In tegenstelling tot de Hellenistische godsdiensten is de christelijke viering een gezamenlijke viering, voorgegaan door de bisschop. Vanaf het tolerantie-edict van Milaan in 313, onder keizer Constantijn, mogen de christenen hun geloof openbaar belijden. In 380, onder keizer Theodisius, wordt het christendom staatsgodsdienst. In de 4de eeuw krijgen we dan de vroegchristelijke basilica, gebouwd naar het model van de Romeinse basilica, die diende als markt, rechtszaal of vergaderzaal...
Drie beuken, een absis, een cathedra (voor de bisschop van waaruit wordt gesproken en onderricht), een triomfboog (tussen absis en middenbeuk of tussen absis en transept), een transept.
Buiten de kerk is er nog het atrium (binnenhof) met de cantharus (fontein} waar men handen en gezicht kan wassen, zich reinigen alvorens de kerk te betreden.
Symboliek van het kerkgebouw
Al vóór de tijd van de gotiek wordt er veel symboliek in de architectuur gelegd.
Het kerkgebouw als symbool voor Christus. Zei hij niet: "Breek deze tempel af en ik zal hem in drie dagen heropbouwen"?
Bij ons komt de plattegrond in kruisvorm veel voor, een duidelijke verwijzing naar Christus' kruisdood. Soms is er een lichte schuine afwijking van het koor t.o.v. het schip, waarin het neervallende hoofd van de Verlosser gezien (of bedoeld) wordt. Denk aan het koor van de Sint-Niklaaskerk van Brussel, dat vermoedelijk om bouwkundige redenen niet in het verlengde van het schip ligt.
Koor en schip worden duidelijk van elkaar gescheiden.
Er is een presbyterium voor de priesters, en een plaats voor de gelovigen. Symbool voor de geestelijke orde enerzijds, de wereldlijke orde anderzijds; voor het hemelse enerzijds en het tijdelijke anderzijds.
Het koor is de hemel, het altaar is Christus' troon. De Heer wordt omgeven door priesters, (vaak) in het koorgestoelte gezeten.
Het schip van de gelovigen verwijst naar het schip van Petrus of naar de Ark van Noach en geeft hen het veilige gevoel van gered te worden.
De Kerk wordt meestal op een hoogte gebouwd; daarbuiten zijn er nog verschillende hoogteverschillen. Op een hoogte bouwen verwijst naar de rots van Petrus. Bij het binnengaan van de kerk heeft men minstens één trede. Het koor ligt hoger dan het schip. Het altaar heeft zijn eigen podium. Het is "opgaan naar de Heer" zoals bij het begin van de mis wordt gezegd (het hemelse Jeruzalem).
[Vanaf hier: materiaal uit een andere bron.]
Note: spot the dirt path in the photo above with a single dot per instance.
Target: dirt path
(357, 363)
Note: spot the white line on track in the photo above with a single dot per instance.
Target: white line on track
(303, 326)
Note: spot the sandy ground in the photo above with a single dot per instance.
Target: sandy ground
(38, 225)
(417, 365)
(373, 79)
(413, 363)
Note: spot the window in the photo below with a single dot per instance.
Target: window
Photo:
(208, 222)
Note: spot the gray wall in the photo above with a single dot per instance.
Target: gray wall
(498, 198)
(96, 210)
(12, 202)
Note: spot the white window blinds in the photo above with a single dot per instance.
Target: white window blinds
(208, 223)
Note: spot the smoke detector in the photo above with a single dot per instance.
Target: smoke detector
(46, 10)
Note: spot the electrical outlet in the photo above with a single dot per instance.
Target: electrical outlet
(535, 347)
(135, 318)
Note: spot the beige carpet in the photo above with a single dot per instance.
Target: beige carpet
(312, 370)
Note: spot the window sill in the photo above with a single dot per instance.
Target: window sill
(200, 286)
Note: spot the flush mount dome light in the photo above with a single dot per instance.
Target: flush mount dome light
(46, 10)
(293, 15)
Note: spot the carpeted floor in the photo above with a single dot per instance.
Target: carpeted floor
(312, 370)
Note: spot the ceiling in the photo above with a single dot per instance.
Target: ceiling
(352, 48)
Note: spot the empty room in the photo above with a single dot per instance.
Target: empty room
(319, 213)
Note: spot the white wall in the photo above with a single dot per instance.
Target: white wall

In de middeleeuwen kent de symboliek van de architectuur een hoge vlucht.
v De wanden. De noordwand tegenover de zuidwand verbeeldt het heidendom tegenover het christendom. In het noorden is er nooit zon; het zuiden is de zonnekant.
De oostwand tegenover de westwand verbeeldt de priesterstand tegenover de lekenstand.
De 4 wanden staan symbool voor de 4 evangelisten en voor de 4 kardinale deugden (justitia, fortitudo, prudentia, temperantia) (rechtvaardigheid, sterkte, voorzichtigheid, matigheid).
v De ramen worden groter, en laten het genadelicht in de harten van de gelovigen stromen; ze beelden taferelen uit de Bijbel en het leven van de Kerk af.
In het priesterkoor zijn er drie, vijf of zeven glasramen; het zijn verwijzingen naar de H. Drievuldigheid (3), de stigmata of kruiswonden (5), de sacramenten (7), de zeven gaven van de Heilige Geest. Het ronde van het roosvenster verwijst naar de volmaaktheid en de oneindigheid van God. De getallensymboliek vindt zijn oorsprong in bijbelteksten.
v De zuilen. Vaak twaalf zuilen, zoals in de Brusselse kathedraal, want Paulus vergelijkt de apostelen met zuilen. Het aanbrengen van apostelbeelden op deze zuilen is een bevestiging hiervan.
v De gewelven zijn hoog en verwijzen naar de hemel en het 'uitspansel'. Vaak worden sterren in de gewelven afgebeeld.
v De kerkdeur wordt het symbool van Christus, ook wel van Maria, want langs hen betreden we de kerk.
De kerk is het nieuwe Jeruzalem waarover Johannes spreekt.
Ronde kerken en grafkerken
Er worden niet alleen kerken van het basilicatype, met of zonder transept gebouwd. Er zijn ook ronde kerken, die het samenzijn benadrukken.
Verder zijn er de grafkerken, die groeien uit de martelaren- en heiligenverering op de historische begraafplaats.
De gedenkplaatsen, memoriae en martyriae, groeien uit tot kerken waar de relieken van de heiligen vereerd worden. Op de 'dies natalis' (sterfdatum voor de wereld, maar geboortedatum voor de hemel) vinden grote bedevaarten plaats.
Niet alleen zullen de relieken verdeeld en verspreid worden over de andere kerken (die aldus ook martyriae worden), maar voortaan zal elke kerk over relieken moeten beschikken.